The Black Phone 2 would be a fantastic standalone movie, but its strange role in a preexisting franchise makes for an unsatisfying sequel.
The Black Phone told the story of Finney Blake (Mason Thames), a young boy who is kidnapped and held captive by a man known only to viewers as The Grabber (Ethan Hawke). The Black Phone 2 shows the return of The Grabber’s revenge-seeking spirit.
The movie does fairly well in terms of scare-factor and has a reasonably interesting plot; however, it does not completely make sense lined up with the original film.
The first movie was scary because it was realistic with a pretty tame amount of supernatural elements, a lot of which could even be explained away as the delusions of a boy trapped in strenuous circumstances.

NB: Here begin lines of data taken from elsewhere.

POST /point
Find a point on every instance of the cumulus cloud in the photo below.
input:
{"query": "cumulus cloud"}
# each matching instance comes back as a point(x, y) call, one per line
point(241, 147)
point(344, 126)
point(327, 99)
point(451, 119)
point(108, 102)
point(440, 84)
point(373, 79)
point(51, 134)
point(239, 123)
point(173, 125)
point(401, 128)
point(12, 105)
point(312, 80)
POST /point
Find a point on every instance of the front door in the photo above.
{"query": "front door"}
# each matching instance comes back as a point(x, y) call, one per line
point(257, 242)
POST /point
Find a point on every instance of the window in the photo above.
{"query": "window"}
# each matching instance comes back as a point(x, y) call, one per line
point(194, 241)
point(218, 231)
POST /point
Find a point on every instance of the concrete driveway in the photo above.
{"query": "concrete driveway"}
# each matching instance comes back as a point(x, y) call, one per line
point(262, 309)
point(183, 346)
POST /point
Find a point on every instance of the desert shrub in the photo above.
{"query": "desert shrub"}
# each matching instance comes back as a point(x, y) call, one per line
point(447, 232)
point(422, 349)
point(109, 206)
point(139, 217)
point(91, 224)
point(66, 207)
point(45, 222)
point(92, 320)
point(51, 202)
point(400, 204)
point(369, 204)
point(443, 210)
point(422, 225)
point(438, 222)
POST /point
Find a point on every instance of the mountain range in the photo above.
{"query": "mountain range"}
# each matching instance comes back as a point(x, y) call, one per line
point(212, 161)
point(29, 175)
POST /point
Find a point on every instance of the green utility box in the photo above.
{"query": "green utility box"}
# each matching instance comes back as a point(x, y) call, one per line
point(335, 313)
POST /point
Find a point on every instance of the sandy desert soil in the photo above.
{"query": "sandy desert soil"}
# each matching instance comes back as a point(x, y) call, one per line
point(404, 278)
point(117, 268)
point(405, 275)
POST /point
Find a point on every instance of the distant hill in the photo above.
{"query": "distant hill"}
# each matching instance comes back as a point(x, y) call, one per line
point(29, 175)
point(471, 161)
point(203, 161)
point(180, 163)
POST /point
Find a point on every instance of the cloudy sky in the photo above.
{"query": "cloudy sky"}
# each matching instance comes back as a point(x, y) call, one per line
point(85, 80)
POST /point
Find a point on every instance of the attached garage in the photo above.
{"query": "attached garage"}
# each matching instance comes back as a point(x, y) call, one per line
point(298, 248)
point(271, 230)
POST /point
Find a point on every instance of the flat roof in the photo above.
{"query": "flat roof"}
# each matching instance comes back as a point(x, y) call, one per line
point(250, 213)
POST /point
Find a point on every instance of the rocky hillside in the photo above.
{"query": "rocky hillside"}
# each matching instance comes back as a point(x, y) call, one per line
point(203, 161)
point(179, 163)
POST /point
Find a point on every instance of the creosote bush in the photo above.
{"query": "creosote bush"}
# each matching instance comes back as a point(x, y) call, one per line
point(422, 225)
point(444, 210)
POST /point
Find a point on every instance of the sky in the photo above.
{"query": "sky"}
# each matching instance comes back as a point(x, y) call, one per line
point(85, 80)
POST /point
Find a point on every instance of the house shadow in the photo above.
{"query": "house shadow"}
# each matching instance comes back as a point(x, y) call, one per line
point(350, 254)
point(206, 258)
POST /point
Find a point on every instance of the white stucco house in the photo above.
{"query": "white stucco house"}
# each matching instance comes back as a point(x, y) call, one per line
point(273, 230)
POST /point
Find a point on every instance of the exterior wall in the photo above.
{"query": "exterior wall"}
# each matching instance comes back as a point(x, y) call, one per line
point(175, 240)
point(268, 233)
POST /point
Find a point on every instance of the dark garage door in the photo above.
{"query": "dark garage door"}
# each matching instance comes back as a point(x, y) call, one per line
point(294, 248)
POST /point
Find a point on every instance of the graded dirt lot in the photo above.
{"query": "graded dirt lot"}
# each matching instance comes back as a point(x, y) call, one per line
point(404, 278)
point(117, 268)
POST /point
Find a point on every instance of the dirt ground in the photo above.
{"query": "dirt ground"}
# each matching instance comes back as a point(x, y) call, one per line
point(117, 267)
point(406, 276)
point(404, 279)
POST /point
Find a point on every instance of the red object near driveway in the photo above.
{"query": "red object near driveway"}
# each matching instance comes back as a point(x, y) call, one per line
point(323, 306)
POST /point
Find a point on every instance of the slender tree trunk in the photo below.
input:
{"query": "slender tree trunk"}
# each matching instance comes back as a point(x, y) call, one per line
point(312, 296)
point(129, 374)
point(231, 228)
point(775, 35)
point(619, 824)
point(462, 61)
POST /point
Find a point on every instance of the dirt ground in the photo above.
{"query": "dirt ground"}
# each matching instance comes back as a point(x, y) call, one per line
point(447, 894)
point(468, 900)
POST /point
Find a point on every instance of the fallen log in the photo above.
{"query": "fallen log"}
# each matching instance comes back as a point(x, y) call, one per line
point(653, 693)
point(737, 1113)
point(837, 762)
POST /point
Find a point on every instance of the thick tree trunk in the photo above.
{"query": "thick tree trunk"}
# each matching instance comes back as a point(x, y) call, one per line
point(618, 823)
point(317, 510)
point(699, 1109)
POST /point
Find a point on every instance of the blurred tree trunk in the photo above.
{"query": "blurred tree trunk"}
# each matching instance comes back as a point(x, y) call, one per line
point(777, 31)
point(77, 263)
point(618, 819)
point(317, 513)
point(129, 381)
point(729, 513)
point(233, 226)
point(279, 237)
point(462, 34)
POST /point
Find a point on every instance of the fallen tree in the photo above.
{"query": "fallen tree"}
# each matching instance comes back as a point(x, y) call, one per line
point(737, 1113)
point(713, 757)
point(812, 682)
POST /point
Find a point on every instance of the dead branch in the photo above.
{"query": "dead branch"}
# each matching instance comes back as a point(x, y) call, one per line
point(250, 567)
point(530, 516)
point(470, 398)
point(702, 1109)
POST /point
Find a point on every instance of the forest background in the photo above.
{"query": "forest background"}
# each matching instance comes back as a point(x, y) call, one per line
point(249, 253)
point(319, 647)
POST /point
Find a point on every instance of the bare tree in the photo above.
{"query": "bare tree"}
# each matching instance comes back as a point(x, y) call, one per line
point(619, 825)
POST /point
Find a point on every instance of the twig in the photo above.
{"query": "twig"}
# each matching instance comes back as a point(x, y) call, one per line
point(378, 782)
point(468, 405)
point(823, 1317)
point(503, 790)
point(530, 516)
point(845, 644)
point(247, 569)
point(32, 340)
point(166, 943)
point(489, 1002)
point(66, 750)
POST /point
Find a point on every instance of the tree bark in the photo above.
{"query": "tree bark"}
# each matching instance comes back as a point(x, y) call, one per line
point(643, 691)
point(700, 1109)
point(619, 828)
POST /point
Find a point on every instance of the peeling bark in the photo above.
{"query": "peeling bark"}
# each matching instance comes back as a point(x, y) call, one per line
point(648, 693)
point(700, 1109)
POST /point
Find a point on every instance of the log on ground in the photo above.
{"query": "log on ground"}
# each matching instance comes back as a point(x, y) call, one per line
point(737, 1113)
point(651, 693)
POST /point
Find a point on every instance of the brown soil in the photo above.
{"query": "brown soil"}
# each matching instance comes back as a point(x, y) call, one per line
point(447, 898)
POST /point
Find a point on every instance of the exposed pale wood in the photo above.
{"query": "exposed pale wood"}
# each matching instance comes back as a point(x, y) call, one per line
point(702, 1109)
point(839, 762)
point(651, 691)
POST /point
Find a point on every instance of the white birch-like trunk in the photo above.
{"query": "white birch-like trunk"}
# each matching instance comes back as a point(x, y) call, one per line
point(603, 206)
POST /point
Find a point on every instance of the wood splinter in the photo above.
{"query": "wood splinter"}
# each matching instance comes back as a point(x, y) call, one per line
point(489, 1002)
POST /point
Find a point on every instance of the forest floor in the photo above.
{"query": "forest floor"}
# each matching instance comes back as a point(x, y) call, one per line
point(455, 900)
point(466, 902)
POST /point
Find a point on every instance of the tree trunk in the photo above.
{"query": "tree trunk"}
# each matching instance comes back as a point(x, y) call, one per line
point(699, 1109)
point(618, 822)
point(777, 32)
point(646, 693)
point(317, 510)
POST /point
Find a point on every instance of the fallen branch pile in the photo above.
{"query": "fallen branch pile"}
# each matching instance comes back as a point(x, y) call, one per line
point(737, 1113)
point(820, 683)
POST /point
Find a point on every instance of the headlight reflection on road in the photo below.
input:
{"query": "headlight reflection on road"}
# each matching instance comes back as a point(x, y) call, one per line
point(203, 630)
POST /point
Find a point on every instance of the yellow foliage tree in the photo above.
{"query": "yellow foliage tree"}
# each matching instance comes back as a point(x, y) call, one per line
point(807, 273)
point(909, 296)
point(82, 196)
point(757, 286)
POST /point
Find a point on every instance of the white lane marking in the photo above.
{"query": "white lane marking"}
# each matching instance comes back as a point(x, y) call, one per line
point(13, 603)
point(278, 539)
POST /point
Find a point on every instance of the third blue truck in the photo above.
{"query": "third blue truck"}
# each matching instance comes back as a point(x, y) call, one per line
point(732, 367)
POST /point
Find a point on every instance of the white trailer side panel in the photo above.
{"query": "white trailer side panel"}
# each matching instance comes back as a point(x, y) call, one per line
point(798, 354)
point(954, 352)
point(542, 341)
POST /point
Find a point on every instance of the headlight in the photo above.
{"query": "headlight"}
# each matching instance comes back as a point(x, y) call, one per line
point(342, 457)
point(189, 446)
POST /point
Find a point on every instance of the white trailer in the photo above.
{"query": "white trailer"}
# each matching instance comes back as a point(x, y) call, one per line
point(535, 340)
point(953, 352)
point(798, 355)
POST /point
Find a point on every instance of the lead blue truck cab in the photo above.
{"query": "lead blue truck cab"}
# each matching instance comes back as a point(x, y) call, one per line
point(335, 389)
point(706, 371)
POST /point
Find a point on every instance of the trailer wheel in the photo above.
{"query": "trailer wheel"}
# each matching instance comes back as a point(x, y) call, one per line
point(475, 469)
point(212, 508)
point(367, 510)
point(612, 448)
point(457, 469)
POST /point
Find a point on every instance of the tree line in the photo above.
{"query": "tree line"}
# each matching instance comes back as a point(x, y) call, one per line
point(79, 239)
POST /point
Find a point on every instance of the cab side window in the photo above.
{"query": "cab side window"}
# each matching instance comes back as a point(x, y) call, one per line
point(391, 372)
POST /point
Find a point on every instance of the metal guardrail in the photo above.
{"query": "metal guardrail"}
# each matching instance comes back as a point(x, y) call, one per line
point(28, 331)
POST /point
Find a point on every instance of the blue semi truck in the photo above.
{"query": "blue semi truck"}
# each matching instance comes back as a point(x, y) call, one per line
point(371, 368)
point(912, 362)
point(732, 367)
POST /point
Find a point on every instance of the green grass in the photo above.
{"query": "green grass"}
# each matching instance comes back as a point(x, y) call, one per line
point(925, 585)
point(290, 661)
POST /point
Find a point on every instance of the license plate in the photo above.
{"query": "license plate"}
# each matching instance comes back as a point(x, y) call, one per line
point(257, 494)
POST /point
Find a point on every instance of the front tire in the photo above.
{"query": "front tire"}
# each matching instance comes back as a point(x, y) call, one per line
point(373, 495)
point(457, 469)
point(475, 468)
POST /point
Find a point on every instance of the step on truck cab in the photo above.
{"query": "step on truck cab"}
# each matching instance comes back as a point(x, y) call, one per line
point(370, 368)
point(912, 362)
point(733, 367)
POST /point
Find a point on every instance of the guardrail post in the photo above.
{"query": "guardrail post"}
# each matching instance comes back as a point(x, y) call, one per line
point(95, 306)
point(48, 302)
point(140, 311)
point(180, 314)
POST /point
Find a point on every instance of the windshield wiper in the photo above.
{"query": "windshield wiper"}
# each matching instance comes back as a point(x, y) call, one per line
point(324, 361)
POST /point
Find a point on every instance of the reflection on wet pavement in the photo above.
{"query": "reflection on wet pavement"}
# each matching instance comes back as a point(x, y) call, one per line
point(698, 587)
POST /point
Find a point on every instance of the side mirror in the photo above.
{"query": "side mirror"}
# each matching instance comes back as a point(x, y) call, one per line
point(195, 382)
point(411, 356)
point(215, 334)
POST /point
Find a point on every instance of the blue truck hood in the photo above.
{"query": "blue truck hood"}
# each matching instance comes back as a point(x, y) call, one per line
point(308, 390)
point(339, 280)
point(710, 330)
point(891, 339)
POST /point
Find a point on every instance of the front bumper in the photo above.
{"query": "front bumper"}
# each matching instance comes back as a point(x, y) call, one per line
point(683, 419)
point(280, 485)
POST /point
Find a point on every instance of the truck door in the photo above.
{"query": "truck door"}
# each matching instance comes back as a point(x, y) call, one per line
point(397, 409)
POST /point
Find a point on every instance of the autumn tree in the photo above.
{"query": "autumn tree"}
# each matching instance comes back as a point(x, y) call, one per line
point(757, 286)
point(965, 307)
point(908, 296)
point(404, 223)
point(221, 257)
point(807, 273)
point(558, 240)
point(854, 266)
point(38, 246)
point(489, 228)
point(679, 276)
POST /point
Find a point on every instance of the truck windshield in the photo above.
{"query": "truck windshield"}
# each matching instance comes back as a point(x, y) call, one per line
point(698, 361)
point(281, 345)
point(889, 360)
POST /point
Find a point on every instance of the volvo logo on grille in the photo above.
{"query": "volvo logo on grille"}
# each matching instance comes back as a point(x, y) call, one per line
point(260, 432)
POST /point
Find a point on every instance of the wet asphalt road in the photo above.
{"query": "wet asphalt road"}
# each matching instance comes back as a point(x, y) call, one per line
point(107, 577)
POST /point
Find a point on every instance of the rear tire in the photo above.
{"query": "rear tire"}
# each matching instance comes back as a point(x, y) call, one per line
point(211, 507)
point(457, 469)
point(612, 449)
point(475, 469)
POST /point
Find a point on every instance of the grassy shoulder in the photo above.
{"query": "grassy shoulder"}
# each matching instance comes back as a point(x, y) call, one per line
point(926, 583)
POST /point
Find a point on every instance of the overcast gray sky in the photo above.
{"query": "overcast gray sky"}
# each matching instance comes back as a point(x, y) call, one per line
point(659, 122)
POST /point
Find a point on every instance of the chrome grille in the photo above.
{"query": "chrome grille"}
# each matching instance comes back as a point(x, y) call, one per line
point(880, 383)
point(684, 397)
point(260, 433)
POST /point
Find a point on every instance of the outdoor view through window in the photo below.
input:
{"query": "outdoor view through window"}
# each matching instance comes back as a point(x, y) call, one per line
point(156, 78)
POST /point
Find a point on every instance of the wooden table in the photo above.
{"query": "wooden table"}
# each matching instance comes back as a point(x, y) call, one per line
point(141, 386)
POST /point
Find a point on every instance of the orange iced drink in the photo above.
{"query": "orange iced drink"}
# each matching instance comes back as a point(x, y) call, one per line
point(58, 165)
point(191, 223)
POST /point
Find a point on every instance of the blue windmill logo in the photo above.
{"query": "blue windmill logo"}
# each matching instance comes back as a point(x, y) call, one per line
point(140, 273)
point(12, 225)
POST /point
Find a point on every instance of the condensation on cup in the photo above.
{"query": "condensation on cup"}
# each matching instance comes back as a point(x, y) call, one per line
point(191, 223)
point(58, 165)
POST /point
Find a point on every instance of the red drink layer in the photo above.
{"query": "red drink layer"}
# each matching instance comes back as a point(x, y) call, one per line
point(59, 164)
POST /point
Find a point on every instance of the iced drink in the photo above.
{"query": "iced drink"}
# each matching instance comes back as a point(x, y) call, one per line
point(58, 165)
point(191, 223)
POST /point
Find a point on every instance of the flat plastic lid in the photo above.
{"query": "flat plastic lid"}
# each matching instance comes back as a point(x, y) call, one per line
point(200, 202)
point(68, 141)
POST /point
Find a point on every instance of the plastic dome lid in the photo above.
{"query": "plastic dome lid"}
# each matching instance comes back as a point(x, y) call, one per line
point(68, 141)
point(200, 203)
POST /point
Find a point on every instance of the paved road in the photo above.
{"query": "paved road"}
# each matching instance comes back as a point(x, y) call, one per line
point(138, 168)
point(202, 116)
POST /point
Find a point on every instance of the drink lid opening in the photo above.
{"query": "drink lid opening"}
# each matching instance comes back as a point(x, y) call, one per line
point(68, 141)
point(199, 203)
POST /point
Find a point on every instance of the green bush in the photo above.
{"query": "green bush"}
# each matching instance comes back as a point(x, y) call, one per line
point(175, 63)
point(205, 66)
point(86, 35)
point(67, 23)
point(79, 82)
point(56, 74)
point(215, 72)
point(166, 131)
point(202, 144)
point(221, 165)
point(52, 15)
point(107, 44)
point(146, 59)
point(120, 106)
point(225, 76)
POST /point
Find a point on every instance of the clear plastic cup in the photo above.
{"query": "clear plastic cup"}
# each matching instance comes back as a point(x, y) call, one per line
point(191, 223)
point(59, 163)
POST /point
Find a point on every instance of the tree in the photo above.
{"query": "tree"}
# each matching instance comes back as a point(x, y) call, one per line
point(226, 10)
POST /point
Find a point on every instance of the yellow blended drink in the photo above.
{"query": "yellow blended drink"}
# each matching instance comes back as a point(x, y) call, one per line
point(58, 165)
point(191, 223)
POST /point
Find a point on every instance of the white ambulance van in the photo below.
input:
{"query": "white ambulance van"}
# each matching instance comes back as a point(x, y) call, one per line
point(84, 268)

But the sequel presents a storyline completely based on expanding the previous supernatural elements to an unnecessary extent.
In many scenarios, the increasing intricacy of the plot is a natural development as time progresses, but the complexity this sequel displays does not even compare to that of the first film. It creates contradictions with the seemingly established rules surrounding the extent of the powers the dead have. The Grabber receives a major power up post-mortem that no other dead character has.
Aside from the supernatural elements, there are plenty of other plot points that seem out of place in the storyline, the primary one being Finney and his sister trying to find the identity of The Grabber. It doesn’t make sense that they are still trying to find out who the kidnapper is years later, given the way that the initial movie ended with his death, that they know the villain’s brother, and how the police originally had been on the scene to make sense of the case.
The Black Phone 2 is overall an unnecessary sequel that did not fit well with the initial film.